[HN Gopher] Using the most unhinged AVX-512 instruction to make ...
___________________________________________________________________
Using the most unhinged AVX-512 instruction to make fastest phrase
search algo
Author : cmcollier
Score : 65 points
Date : 2025-01-23 21:38 UTC (3 days ago)
(HTM) web link (gab-menezes.github.io)
(TXT) w3m dump (gab-menezes.github.io)
| nxobject wrote:
| Spoiler if you don't want to read through the (wonder but many)

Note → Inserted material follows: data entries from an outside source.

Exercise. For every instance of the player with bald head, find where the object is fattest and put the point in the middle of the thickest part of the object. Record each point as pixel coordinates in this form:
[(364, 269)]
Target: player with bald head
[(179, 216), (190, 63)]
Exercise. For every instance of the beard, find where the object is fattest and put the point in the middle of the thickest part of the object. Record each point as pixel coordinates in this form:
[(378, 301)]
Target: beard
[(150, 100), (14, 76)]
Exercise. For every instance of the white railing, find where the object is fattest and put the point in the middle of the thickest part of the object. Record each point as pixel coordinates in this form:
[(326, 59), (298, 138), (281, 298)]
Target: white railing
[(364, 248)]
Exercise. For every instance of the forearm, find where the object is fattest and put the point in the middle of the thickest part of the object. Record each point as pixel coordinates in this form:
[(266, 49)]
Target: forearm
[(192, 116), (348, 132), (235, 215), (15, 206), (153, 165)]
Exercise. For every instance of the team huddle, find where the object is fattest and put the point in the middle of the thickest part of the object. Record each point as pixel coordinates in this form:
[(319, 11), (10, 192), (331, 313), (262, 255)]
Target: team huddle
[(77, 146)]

| paragraphs of exposition: the instruction is `vp2intersectq k,
| zmm, zmm`.
| bri3d wrote:
| And, as noted in the article, that's an instruction which only
| works on two desktop CPU architectures (Tiger Lake and Zen 5),
| including one where it's arguably slower than not using it
| (Tiger Lake).
|
| Meaning... this entire effort was for something that's faster
| on only a single kind of CPU (Zen 5).
|
| This article is honestly one of the best I've read in a long
| time. It's esoteric and the result is 99.5% pointless
| objectively, but in reality it's incredibly useful and a
| wonderful guide to low-level x86 optimization end to end. The
| sections on cache alignment and uiCA + analysis notes are a
| perfect illustration of "how it's done."
| iamnotagenius wrote:
| Imo the most "unhinged" cpus for AVX-512 are early batches of
| Alder Lakes which is the only cpu family that has nearly full
| coverage of all existing avx-512 subsets.
| fuhsnn wrote:
| Do they cover anything Sapphire Rapids Xeon's don't? I thought
| they share the same arch (Golden Cove).
| iamnotagenius wrote:
| Yes, you are right; I meant "consumer grade cpu".
| suzumer wrote:
| According to this [1] wikipedia article, the only feature
| Sapphire Rapids doesn't support is VP2INTERSECT.
|
| [1]:https://en.wikipedia.org/wiki/Advanced_Vector_Extensions
| nextaccountic wrote:
| It seems that there are faster alternatives to it
|
| https://arxiv.org/abs/2112.06342
|
| https://www.reddit.com/r/asm/comments/110pld0/fasterthannat
| i...
| hogwarts2025 wrote:
| Or Zen 5. :-p
| Namidairo wrote:
| It's a shame that Intel seemed to really not want people to use
| it, given they started disabling the ability to use it in
| future microcode, and fused it off in later parts.
| Aurornis wrote:
| > It's a shame that Intel seemed to really not want people to
| use it
|
| AVX-512 was never part of the specification for those CPUs.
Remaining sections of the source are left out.